Élath est une ville édomite distincte d’Ézion Guéber mais proche d’elle. Il s’agit d’un point de repère sur les routes de l’exode mentionné dans la torah (Nb 33,35-36 ; Dt 2,8). En hébreu, son nom veut dire « chêne » ou « térébinthe » et évoque des déesses et les grands arbres qui leur étaient consacrés.

La ville ancienne aurait été vassalisée par le roi David, comme tout le pays d’Édom d’ailleurs (2 S 8,14) mais rapidement perdue par la suite. Selon le deuxième livre des Rois, elle aurait été reconquise par Ozias (2 R 14,22) mais reprise définitivement par les Édomites pendant le règne du roi Achaz (2 R 16,6).

Élath : port

(Israel Tourism / Wikipedia)

Depuis les époques anciennes, Élath était un port de mer. On en parle comme du port d’Ézion Guéber dans les textes de l’Ancien Testament (1 R 9,26 ; voir aussi 2 Ch 20,36 ; 1 R 22,49). C’est à partir d’ici que les navires pouvaient commercer avec l’Arabie et peut-être même avec l’Éthiopie et le Yémen. La reine de Saba (1 R 10), si elle a existé, venait sans doute de ces contrées et serait descendue à Ézion Guéber lors de ses périples maritimes. C’est depuis Élath que l’on peut accéder à la mer d’Oman et, éventuellement, à l’océan Indien. Nous n’avons cependant aucun témoignage ancien qui permettrait de conclure que les vaisseaux stationnés à Ezion Guéber se soient rendus si loin.

L’une des stations balnéaires, au nord de la baie

L’une des stations balnéaires, au nord de la baie (Henrik Sendelbach / Wikipedia).

Élath aujourd’hui

Aujourd’hui, Élath est à Israël ce que Miami est à la Floride. Lieu de villégiature par excellence, on y vient pour se baigner et y faire de la plongée sous-marine dans des eaux limpides, où le corail est de toute beauté et les poissons tropicaux sont au rendez-vous. C’est aussi un important port de mer, tant du côté jordanien qu’israélien. Car il faut savoir que cette grande baie se divise entre Israël et la Jordanie. Les hautes montagnes que nous voyons, qui atteignent facilement les 1000 m et plus, sont en territoire jordanien. 
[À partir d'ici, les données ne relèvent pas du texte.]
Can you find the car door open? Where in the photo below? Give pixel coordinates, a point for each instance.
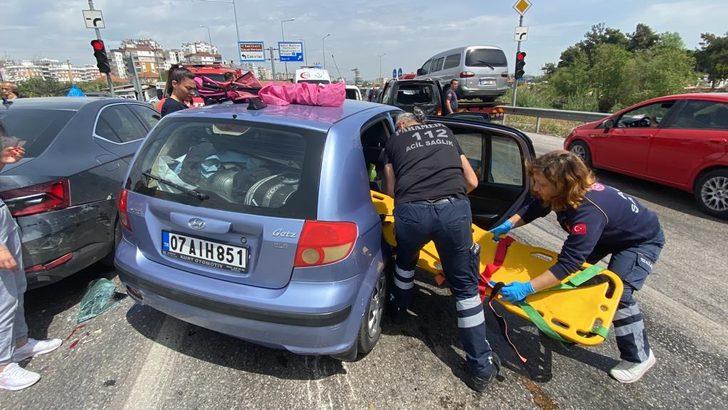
(498, 155)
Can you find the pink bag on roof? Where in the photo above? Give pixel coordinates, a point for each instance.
(330, 95)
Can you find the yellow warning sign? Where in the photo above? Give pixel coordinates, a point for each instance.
(522, 6)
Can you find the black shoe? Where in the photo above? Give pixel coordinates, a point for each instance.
(480, 382)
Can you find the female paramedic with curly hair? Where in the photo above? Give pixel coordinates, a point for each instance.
(600, 220)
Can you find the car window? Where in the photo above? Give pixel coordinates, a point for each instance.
(243, 167)
(472, 146)
(647, 116)
(117, 123)
(34, 129)
(410, 94)
(697, 114)
(452, 61)
(437, 64)
(485, 57)
(506, 162)
(149, 116)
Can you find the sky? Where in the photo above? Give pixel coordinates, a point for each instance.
(407, 32)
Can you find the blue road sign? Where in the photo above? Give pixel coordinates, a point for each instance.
(251, 51)
(290, 51)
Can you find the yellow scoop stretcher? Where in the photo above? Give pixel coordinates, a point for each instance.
(578, 310)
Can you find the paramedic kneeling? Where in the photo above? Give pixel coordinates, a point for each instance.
(429, 178)
(600, 221)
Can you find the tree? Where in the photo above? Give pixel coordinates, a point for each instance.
(712, 57)
(643, 38)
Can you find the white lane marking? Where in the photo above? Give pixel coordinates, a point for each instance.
(159, 366)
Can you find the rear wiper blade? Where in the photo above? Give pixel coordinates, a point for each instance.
(197, 194)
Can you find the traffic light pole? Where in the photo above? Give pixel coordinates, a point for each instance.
(98, 37)
(518, 50)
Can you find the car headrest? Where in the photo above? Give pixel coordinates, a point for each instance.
(374, 155)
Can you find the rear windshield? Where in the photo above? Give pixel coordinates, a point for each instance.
(241, 167)
(486, 57)
(416, 94)
(32, 129)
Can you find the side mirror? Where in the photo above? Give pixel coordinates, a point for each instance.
(608, 124)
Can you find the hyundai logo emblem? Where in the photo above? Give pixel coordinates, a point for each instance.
(196, 223)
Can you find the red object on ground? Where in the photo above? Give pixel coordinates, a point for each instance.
(330, 95)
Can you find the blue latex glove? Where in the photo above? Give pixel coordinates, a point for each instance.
(501, 229)
(516, 291)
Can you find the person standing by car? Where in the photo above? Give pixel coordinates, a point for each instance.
(180, 89)
(15, 345)
(429, 178)
(600, 221)
(451, 97)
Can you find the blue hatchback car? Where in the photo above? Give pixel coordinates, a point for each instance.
(259, 223)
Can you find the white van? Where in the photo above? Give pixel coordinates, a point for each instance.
(312, 75)
(481, 70)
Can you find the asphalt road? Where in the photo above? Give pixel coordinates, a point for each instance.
(135, 357)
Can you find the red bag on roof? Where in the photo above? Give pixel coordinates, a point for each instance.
(330, 95)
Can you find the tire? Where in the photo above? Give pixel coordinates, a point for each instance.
(371, 325)
(711, 193)
(582, 151)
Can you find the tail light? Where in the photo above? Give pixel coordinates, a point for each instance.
(36, 199)
(323, 243)
(123, 211)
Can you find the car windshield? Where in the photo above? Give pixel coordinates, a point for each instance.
(233, 166)
(409, 94)
(33, 129)
(486, 57)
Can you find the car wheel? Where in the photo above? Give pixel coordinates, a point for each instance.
(711, 192)
(582, 151)
(371, 325)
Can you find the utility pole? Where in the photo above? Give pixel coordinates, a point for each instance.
(98, 37)
(323, 47)
(518, 50)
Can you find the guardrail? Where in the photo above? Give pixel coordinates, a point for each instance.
(579, 116)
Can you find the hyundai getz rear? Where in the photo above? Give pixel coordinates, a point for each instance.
(251, 224)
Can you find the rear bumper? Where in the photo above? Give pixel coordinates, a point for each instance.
(85, 231)
(304, 317)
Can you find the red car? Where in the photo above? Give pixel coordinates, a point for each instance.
(677, 140)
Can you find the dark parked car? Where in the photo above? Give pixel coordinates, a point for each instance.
(408, 94)
(63, 193)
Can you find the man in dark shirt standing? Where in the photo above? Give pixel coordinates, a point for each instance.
(451, 97)
(429, 178)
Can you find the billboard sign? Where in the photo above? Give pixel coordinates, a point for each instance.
(251, 51)
(290, 51)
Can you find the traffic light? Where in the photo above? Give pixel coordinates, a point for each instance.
(520, 62)
(102, 60)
La région se trouve en plein désert, à quelques 340 km au Sud de Jérusalem, alors que le massif du Sinaï est déjà visible depuis une cinquantaine de kilomètres sur le côté Ouest. Les stations balnéaires qui peuplent les plages aujourd’hui sont un peu créées artificiellement. Anciennement, seulement quelques personnes pouvaient vivre ici car l’eau n’était pas très abondante. Aujourd’hui on y produit de l’eau potable grâce à des stations de désalinisation, ce qui permet de fournir de l’eau à une plus importante population.

Baie des coraux

Baie des coraux (Little Savage / Wikipedia).
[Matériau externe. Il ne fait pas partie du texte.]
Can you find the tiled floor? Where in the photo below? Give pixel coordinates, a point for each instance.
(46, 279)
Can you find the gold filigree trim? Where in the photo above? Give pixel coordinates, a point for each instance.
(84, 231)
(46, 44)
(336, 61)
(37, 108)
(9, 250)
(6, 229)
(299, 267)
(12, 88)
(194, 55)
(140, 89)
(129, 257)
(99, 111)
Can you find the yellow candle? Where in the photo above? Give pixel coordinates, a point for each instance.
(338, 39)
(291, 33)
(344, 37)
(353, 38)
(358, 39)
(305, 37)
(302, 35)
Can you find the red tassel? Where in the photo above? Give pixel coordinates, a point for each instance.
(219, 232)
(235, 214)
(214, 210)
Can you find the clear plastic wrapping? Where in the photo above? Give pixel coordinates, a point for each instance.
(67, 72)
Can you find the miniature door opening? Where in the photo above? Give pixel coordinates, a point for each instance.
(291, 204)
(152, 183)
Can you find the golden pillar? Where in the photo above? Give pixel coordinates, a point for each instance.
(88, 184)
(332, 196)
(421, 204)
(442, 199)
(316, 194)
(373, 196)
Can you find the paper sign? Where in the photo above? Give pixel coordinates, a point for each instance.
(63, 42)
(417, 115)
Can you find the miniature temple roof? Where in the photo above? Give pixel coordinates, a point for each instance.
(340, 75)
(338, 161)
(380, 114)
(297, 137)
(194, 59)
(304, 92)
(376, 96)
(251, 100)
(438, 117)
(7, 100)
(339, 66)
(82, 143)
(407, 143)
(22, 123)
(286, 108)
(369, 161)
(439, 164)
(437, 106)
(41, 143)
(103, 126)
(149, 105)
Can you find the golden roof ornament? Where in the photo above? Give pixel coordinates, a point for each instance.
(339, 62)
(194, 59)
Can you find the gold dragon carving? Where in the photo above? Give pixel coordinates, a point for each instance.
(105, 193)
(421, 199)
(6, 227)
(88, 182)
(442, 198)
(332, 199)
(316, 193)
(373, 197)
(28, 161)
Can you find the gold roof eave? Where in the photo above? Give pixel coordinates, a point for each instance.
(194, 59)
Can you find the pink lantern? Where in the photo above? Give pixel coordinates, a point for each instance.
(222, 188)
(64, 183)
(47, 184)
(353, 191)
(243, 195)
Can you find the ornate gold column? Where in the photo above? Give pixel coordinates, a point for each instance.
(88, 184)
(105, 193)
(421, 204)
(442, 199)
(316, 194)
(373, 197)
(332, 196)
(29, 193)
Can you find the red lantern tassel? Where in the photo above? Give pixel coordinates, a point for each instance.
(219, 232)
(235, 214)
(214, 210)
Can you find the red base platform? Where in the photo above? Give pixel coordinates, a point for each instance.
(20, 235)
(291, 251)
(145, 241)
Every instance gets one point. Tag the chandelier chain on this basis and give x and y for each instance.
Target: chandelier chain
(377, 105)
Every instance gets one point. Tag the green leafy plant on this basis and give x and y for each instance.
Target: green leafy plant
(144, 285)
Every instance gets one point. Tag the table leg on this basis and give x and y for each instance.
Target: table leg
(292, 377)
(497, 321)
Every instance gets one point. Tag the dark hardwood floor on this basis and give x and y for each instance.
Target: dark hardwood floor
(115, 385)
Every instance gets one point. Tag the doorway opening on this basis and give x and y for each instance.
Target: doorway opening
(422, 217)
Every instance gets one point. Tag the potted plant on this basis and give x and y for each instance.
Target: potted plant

Élath, dans un périple en Israël, c’est la dolce vita, le petit repos bien mérité sur de belles plages et dans une eau chaude, malheureusement de plus en plus polluée par la présence des cargos dans les deux ports commerciaux. Pour y arriver, il faut cependant rouler près de huit heures en autobus en traversant, depuis Beersheba, le désert du Néguev, le Maqtesh Ramon, le désert de Paran et une petite partie du massif du Sinaï en redescendant dans la Arabah. Aujourd’hui, Élath marque aussi la frontière entre l’Égypte et Israël du côté Ouest et ce, depuis qu’Israël a rétrocédé la péninsule sinaïtique à l’Égypte suite aux accords de Camp David. En montant sur l’une des hautes montagnes derrière Élath (du côté Ouest) on peut voir quatre pays en même temps : l’Égypte à l’Ouest à qui appartient maintenant le Sinaï, Israël avec Élath, la Jordanie de l’autre côté du golfe et, plus loin au Sud-Est, les premières montagnes de l’Arabie Saoudite.

Vue aérienne d’Élath

Vue aérienne d’Élath (Deror Avi / Wikipedia).
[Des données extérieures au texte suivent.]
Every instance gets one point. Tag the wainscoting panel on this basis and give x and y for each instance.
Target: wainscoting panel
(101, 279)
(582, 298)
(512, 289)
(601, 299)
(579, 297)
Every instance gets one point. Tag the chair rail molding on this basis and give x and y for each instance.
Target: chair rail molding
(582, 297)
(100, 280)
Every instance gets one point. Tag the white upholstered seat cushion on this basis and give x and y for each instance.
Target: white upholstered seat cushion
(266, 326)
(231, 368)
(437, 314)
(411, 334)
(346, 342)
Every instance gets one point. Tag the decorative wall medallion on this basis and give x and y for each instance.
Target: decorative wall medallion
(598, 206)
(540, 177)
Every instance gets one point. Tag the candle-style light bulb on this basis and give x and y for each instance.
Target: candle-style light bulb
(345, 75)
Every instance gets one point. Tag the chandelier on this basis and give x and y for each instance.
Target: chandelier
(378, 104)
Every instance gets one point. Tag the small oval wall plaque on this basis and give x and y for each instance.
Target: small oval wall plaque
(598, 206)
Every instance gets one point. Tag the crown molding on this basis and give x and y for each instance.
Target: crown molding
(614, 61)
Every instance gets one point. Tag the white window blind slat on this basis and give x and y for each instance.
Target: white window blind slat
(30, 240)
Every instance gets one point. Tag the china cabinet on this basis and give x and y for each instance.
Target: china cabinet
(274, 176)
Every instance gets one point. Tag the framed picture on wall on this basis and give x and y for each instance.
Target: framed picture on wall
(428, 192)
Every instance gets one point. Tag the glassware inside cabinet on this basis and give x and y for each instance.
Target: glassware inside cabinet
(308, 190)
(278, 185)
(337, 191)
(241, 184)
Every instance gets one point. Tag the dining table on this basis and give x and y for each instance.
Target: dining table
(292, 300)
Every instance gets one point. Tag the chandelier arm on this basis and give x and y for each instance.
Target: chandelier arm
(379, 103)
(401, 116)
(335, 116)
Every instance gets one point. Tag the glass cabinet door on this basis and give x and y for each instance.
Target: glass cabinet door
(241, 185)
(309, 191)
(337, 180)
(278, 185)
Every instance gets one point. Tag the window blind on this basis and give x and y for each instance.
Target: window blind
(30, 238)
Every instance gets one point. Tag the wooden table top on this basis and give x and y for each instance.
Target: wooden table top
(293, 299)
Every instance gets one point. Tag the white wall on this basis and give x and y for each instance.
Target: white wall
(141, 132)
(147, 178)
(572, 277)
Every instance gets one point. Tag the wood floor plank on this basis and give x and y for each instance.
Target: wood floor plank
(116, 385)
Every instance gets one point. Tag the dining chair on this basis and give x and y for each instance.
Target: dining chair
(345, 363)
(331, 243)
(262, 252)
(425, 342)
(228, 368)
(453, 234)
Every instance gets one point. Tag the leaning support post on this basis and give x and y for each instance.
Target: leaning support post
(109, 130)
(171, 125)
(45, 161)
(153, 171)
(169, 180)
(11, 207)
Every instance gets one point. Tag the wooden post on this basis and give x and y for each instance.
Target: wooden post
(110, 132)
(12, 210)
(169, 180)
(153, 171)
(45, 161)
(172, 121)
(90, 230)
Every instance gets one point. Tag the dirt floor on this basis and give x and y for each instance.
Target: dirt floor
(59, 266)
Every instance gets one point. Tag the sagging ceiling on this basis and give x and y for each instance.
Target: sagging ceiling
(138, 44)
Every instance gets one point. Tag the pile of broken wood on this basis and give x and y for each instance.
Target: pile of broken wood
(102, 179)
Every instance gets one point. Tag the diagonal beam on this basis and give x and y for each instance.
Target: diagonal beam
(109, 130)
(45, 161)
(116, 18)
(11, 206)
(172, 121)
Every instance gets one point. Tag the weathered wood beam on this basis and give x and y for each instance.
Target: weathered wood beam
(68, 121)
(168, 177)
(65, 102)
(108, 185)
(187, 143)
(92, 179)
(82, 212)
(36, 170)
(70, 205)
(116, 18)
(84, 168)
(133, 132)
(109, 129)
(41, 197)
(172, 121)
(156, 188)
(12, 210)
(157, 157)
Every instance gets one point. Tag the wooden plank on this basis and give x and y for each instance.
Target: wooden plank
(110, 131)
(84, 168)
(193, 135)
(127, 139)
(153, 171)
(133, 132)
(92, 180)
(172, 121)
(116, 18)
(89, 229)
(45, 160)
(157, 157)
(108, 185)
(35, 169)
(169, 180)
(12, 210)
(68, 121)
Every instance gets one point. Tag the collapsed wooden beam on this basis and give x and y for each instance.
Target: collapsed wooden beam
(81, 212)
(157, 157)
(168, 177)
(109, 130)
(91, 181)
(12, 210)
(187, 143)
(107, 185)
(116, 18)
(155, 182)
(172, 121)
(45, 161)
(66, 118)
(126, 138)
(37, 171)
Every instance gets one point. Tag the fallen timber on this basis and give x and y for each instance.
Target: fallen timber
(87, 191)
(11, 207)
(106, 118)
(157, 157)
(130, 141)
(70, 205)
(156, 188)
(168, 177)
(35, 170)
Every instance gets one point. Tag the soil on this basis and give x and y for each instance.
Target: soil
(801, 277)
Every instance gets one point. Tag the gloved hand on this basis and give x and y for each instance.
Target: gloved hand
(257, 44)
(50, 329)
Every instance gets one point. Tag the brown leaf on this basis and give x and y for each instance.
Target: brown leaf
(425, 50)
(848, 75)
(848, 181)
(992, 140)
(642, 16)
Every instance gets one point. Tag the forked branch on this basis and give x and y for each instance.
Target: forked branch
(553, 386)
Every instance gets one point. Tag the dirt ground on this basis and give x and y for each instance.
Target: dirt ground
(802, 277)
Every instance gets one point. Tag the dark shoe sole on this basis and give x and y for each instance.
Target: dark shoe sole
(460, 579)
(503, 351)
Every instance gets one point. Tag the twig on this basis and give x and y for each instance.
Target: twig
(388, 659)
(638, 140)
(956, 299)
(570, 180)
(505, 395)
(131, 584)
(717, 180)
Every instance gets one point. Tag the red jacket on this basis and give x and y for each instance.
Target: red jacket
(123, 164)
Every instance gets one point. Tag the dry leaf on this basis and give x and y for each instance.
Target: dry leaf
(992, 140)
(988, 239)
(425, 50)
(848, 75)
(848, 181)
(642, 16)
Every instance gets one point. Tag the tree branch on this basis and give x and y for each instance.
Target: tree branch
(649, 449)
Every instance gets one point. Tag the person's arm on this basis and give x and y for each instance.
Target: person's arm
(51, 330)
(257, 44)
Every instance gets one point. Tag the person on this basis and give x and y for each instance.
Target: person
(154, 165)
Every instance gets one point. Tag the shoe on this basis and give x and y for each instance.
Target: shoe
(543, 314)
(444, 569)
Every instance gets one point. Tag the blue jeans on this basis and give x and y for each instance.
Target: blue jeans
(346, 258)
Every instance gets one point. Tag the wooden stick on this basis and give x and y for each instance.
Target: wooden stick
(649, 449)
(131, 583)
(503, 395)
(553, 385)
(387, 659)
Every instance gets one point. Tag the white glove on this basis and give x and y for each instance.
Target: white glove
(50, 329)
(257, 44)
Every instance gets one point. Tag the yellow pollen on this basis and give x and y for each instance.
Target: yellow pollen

Élath depuis les montagnes

Si on se donne la peine de regarder Élath depuis les montagnes, on constate rapidement que la ville moderne s’étend dans le désert omniprésent. Les maisons blanches situées sur le plateau, au centre de la photo, ne pourraient jamais avoir été construites à cet endroit si l’on n’avait pas aménagé un pipeline permettant d’y apporter l’eau potable depuis les usines de désalinisation situées près de la mer.

On peut deviner, aux pieds des montagnes, l’arrivée de la vallée de la Arabah, cette longue plaine qui sépare Israël de la Jordanie depuis le Sud de la mer Morte. Elle a franchi les 270 km en gardant presque le même niveau par rapport au niveau de la mer. Ce pourrait être une belle plaine si l’eau n’y était pas totalement absente.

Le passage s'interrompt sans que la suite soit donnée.